This notebook illustrates the use of the [Search API](https://downloads.ccdc.cam.ac.uk/documentation/API/modules/search_api.html) by comparison with Conquest, with substructure searching of the CSD used as a specific example.

#### Some key references on the CSD and its contents

* https://www.ncbi.nlm.nih.gov/pmc/articles/PMC4822653/
* https://pubs.acs.org/doi/10.1021/acs.chemrev.9b00155
* https://www.ccdc.cam.ac.uk/support-and-resources/support/case/?caseid=45f14529-2002-4558-887b-a502fbb2f874

In addition, this article here describes how CSD data can feed back into powder-diffraction studies:
https://onlinelibrary.wiley.com/doi/full/10.1107/S1600576717012596?sentby=iucr

#### Subsets of structures in the CSD

There are several subsets of the CSD available within the CSD Distribution.
You will find the available subsets in the `<CSD_2020 installation folder>\CSD_541\subsets`.

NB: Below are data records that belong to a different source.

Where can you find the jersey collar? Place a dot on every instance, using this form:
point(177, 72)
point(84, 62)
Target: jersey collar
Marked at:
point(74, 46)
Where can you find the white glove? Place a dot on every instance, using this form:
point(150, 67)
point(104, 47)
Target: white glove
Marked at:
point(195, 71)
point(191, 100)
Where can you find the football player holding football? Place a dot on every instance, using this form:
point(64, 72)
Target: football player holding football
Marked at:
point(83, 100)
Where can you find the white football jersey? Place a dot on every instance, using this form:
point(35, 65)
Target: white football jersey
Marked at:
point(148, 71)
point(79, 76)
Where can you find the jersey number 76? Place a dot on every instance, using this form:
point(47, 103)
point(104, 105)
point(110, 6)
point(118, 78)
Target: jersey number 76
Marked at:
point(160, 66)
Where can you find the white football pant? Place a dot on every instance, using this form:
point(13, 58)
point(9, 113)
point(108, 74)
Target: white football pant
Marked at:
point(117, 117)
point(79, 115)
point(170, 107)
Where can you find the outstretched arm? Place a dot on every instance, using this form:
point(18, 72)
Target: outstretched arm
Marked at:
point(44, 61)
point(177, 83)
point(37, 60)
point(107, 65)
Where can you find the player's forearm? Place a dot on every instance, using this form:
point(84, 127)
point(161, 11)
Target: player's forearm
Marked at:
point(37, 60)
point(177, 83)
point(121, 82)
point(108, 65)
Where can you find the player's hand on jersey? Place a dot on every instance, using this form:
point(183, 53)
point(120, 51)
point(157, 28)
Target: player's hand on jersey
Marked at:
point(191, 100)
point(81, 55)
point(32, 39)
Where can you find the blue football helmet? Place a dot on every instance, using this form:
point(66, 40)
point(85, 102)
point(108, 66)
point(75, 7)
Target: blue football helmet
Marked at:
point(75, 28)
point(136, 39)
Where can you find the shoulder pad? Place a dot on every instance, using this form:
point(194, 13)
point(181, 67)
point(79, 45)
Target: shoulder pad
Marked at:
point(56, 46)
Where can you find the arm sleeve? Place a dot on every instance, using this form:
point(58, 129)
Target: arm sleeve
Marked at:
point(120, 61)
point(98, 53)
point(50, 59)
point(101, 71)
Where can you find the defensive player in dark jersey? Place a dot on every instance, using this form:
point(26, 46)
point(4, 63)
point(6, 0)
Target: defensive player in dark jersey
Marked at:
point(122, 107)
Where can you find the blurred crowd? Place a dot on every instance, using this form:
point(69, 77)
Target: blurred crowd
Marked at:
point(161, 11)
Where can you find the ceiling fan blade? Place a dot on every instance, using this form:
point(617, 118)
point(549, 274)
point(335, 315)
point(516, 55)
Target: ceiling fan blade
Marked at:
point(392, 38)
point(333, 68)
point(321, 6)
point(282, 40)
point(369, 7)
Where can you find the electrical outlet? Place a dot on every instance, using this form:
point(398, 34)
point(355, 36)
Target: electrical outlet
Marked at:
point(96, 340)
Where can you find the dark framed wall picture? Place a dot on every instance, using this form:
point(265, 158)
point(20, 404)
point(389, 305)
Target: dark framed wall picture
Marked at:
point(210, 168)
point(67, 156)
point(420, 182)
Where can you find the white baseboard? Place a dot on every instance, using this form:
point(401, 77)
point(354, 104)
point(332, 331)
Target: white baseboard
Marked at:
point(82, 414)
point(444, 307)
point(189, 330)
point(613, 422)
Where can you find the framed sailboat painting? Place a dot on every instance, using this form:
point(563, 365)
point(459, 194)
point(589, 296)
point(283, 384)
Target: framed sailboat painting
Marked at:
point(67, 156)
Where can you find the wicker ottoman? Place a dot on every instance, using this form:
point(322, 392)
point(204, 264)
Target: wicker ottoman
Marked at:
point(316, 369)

In addition a ‘Drug Subset’ of the CSD is available, which is described here:
https://www.sciencedirect.com/science/article/pii/S0022354918308104?via%3Dihub

Moreover, search filters (independent of search type) can be applied in ConQuest (the CCDC search application) and _via_ the CSD Python API, these cover things like maximum R-factor, the presence of disorder (in hydrogens and/or heavy atoms), whether structures are polymeric, are organic or organometallic _etc._
See [here](https://downloads.ccdc.cam.ac.uk/documentation/API/modules/search_api.html#ccdc.search.Search.Settings) for details of how to implement this in the API (also demonstrated below).


In [9]:
from platform import platform
import sys

sys.path.append('../..')
from ccdc_notebook_utilities import run_hermes, create_logger

import os
from pathlib import Path
import logging
from datetime import date

import warnings

In [10]:
with warnings.catch_warnings():
    warnings.filterwarnings(action='ignore', category=DeprecationWarning)  # Ignore current 'distutils Version classes are deprecated' warning
    
    import pandas as pd
    
    # import plotly.express as px
    import plotly.graph_objects as go

In [11]:
from IPython.display import HTML

from IPython.core.interactiveshell import InteractiveShell
InteractiveShell.ast_node_interactivity = 'all'

In [12]:
import ccdc
from ccdc.diagram import DiagramGenerator
from ccdc.search import MoleculeSubstructure, SubstructureSearch, ConnserSubstructure, SMARTSSubstructure, TextNumericSearch, CombinedSearch

### Initialization

In [13]:
logger = create_logger()

[23-05-17 11:48:24 INFO   ] 
Platform:                     Windows-10-10.0.19045-SP0

Python exe:                   C:\Users\cole\Anaconda3\envs\latest_csd_python_api\python.exe
Python version:               3.9.16

CSD version:                  544
CSD directory:                C:/Users/cole/CCDC/ccdc-data/csd
API version:                  3.0.15

CSDHOME:                      C:/Users/cole/CCDC/ccdc-data/csd
CCDC_LICENSING_CONFIGURATION: Not set

[23-05-17 11:48:24 INFO   ] 
Platform:                     Windows-10-10.0.19045-SP0

Python exe:                   C:\Users\cole\Anaconda3\envs\latest_csd_python_api\python.exe
Python version:               3.9.16

CSD version:                  544
CSD directory:                C:/Users/cole/CCDC/ccdc-data/csd
API version:                  3.0.15

CSDHOME:                      C:/Users/cole/CCDC/ccdc-data/csd
CCDC_LICENSING_CONFIGURATION: Not set



Set up a CCDC Diagram Generator...

In [14]:
diagram_generator = DiagramGenerator()

diagram_generator.settings.return_type = 'SVG'
diagram_generator.settings.explicit_polar_hydrogens = False
diagram_generator.settings.shrink_symbols = False

Utility to help with display in JupyterLab...

In [15]:
show_df = lambda df: df.style.set_properties(**{'text-align': 'left'})

### Using ConQuest

Let us perform a Conquest search to use as a baseline.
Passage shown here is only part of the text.